Jardetzky Lecturer

Jardetzky Lecturer

The Jardetzky lecture in geophysics honors the late Wenceslas S. Jardetzky, a renowned researcher and educator whose flourishing scientific career in Europe was halted by World War II and revived after he emigrated to the United States. From 1949 until his death in 1962, he was a research associate at Lamont-Doherty, where he collaborated with Frank Press, former president of the National Academy of Sciences, and Maurice Ewing, Lamont- Doherty's founder, on a well-known and widely used scientific book, Wave Propagation in Layered Media.

Dr. Jardetzky's broad scope of scientific interests also included celestial mechanics, fluid dynamics, theoretical physics, seismology and the migration of the poles. A principal contribution to science was his mathematical theory on zonal rotation, which provided a mechanism for the migration of continents.

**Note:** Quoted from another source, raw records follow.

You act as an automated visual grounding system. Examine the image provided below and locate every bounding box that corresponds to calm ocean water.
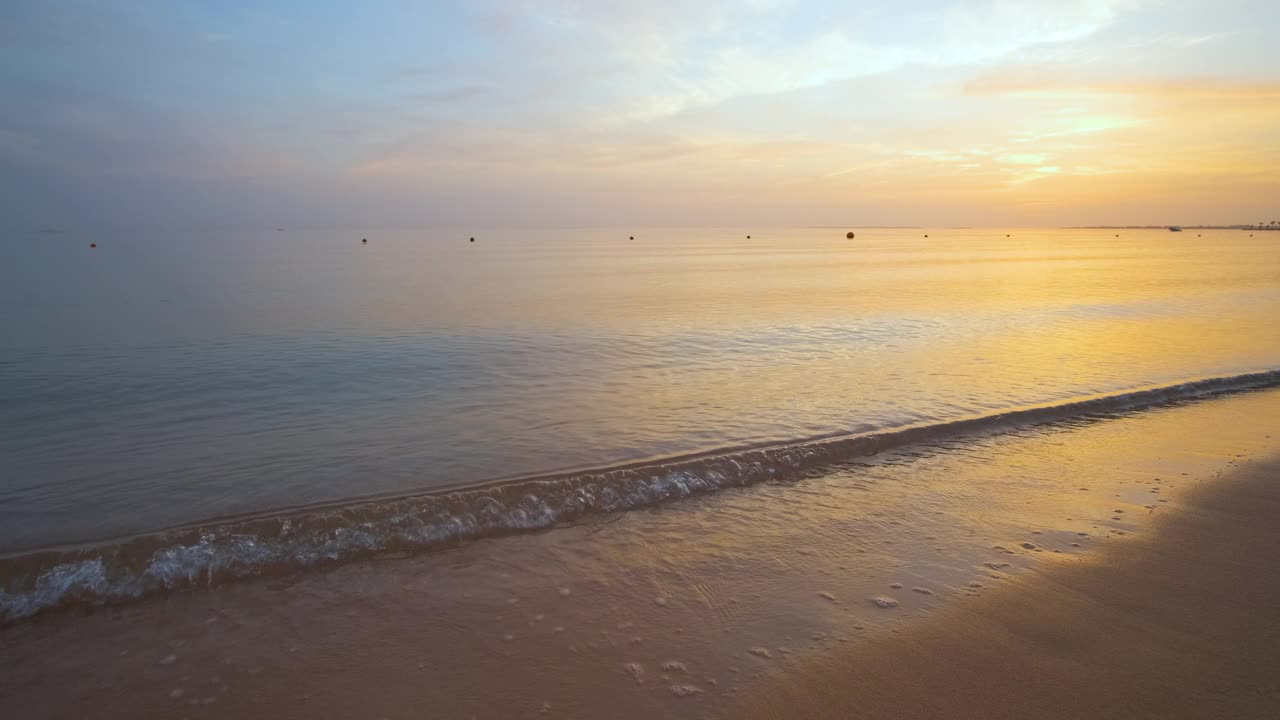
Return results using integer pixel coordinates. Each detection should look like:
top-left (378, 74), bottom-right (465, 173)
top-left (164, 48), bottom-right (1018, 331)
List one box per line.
top-left (0, 228), bottom-right (1280, 553)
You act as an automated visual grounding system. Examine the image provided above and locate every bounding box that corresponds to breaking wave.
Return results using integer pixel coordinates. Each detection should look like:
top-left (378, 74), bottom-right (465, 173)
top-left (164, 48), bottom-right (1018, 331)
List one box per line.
top-left (0, 370), bottom-right (1280, 623)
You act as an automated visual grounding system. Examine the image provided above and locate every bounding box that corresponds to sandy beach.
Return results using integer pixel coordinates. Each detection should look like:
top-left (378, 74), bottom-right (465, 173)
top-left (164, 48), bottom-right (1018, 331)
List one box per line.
top-left (742, 455), bottom-right (1280, 719)
top-left (0, 389), bottom-right (1280, 719)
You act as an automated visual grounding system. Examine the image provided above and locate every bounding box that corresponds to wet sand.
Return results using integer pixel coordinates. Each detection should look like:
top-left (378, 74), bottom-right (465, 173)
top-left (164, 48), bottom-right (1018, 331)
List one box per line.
top-left (742, 456), bottom-right (1280, 720)
top-left (0, 389), bottom-right (1280, 720)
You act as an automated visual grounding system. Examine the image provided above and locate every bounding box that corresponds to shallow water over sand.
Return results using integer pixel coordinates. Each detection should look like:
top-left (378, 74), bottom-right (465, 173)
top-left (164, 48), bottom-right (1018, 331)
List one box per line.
top-left (0, 228), bottom-right (1280, 553)
top-left (0, 381), bottom-right (1280, 719)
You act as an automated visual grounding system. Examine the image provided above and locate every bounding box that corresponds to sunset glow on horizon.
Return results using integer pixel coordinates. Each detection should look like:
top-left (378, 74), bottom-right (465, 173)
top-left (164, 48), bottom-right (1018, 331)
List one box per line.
top-left (0, 0), bottom-right (1280, 227)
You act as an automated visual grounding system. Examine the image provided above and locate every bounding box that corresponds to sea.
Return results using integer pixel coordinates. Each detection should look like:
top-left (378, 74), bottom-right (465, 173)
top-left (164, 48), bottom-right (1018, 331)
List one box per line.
top-left (0, 227), bottom-right (1280, 621)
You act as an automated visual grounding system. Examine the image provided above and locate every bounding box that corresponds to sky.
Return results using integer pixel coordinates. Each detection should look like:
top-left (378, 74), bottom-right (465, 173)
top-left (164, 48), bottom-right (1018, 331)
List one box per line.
top-left (0, 0), bottom-right (1280, 228)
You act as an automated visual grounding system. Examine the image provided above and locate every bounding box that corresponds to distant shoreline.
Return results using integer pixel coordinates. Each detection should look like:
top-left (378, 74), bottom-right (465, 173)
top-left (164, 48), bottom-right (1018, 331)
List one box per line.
top-left (1060, 225), bottom-right (1280, 232)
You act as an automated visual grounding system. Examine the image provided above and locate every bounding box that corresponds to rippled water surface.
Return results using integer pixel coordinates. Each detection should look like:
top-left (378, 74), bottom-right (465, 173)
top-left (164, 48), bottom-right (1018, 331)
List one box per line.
top-left (0, 228), bottom-right (1280, 552)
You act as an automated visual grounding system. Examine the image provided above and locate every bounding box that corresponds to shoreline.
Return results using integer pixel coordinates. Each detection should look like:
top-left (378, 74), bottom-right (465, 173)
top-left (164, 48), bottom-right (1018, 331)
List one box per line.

The Jardetzky lecture was established in 1992 by Dr. Jardetzky's son Oleg, who is the founder of the Magnetic Resonance Laboratory and professor of molecular pharmacology at Stanford University. In endowing the lectureship, Dr. Jardetzky said he hoped it would "help enrich the outstanding tradition of the Lamont-Doherty Earth Observatory, which provided a much cherished intellectual home to my father after he emigrated to this country."

 

Past Lectures:

2008 LECTURE

Date: May 16, 2008
Awardee: Donald Forsyth, Brown University
Title: Seismological Observations of Small-Scale Convection in the Mantle from the East Pacific Rise to California.

2007 LECTURE

Date: May 11, 2007
Awardee: Inez Fung, University of California, Berkeley
Title: Changing Carbon Cycle and Accelerating Climate Change.

2006 LECTURE

Date: September 22, 2006
Awardee: Barbara Romanowicz, University of California, Berkeley
Title: The Origin of the Earth's "hum": Bridging The Gap Between Seismology And Oceanography.

2005 LECTURE

Date: May 12, 2005

Awardee: Nicolas Gruber, University of California, Los Angeles
Title: Recent Insights IntoThe Anthropogenic Perturbation of the Global Carbon Cycle

2003 LECTURE
Date: Sept 5th, 2003

Awardee: Alan Levander, Rice University, Houston TX
Title: Imag(in)ing The Continental Lithosphere

2002 LECTURE
Date: Feb 2, 2002
Awardee: David Karl, University of Hawaii
Title: A Sea Of Change: Decade - Scale Biogeochemical Variability In The North Pacific Subtropical Gyre

2000 LECTURE
Date: Nov 3, 2000
Awardee: Veerabhadran Ramanathan, University of California, San Diego
Title: A Climate: Do We Really Understand How We are Changing it?

1999 LECTURE
Date: Nov 18, 1999
Awardee: John Delaney, University of Washington
Title: Submarine Research In The 21st Century: A Fiber Optic Telescope To Inner Space

1998 LECTURE
Date: Mar 30, 1998
Awardee: Peter Raven, Director, Missouri Botanical Gardens
Title: Biogeography, Biodiversity and Human Futures

1996 LECTURE
Date: Nov 18, 1996
Awardee: Nick Shackleton, Godwin Laboratory, University of Cambridge
Title: Climate Cyclicity On Geological Timescales

1995 LECTURE
Date: Nov 16, 1995
Awardee: Dan McKenzie, Bullard Laboratories, University of Cambridge
Title: Thirty Years As A Geophysicist, Or Why We Now All Have To Become Geochemists

1994 LECTURE
Date: Nov 17, 1994
Awardee: Sean Solomon, Director, Department of Terrestrial Magnetism, Carnegie Institution
Title: The Geophysical Evolution Of Venue: Why Does Earth's Sister Planet Bear So Llittle Family Resemblance?

1993 LECTURE
Date: Sep 24, 1993
Awardee: Ted Irving, University of Victoria
Title: Rhododendrons, Plate Tectonics And Global Climate Change

1992 LECTURE
Date: Dec 1, 1992
Awardee: Frank Press, President, National Academy of Sciences
Title: Can Scientists Provide Credible Advice In Washington?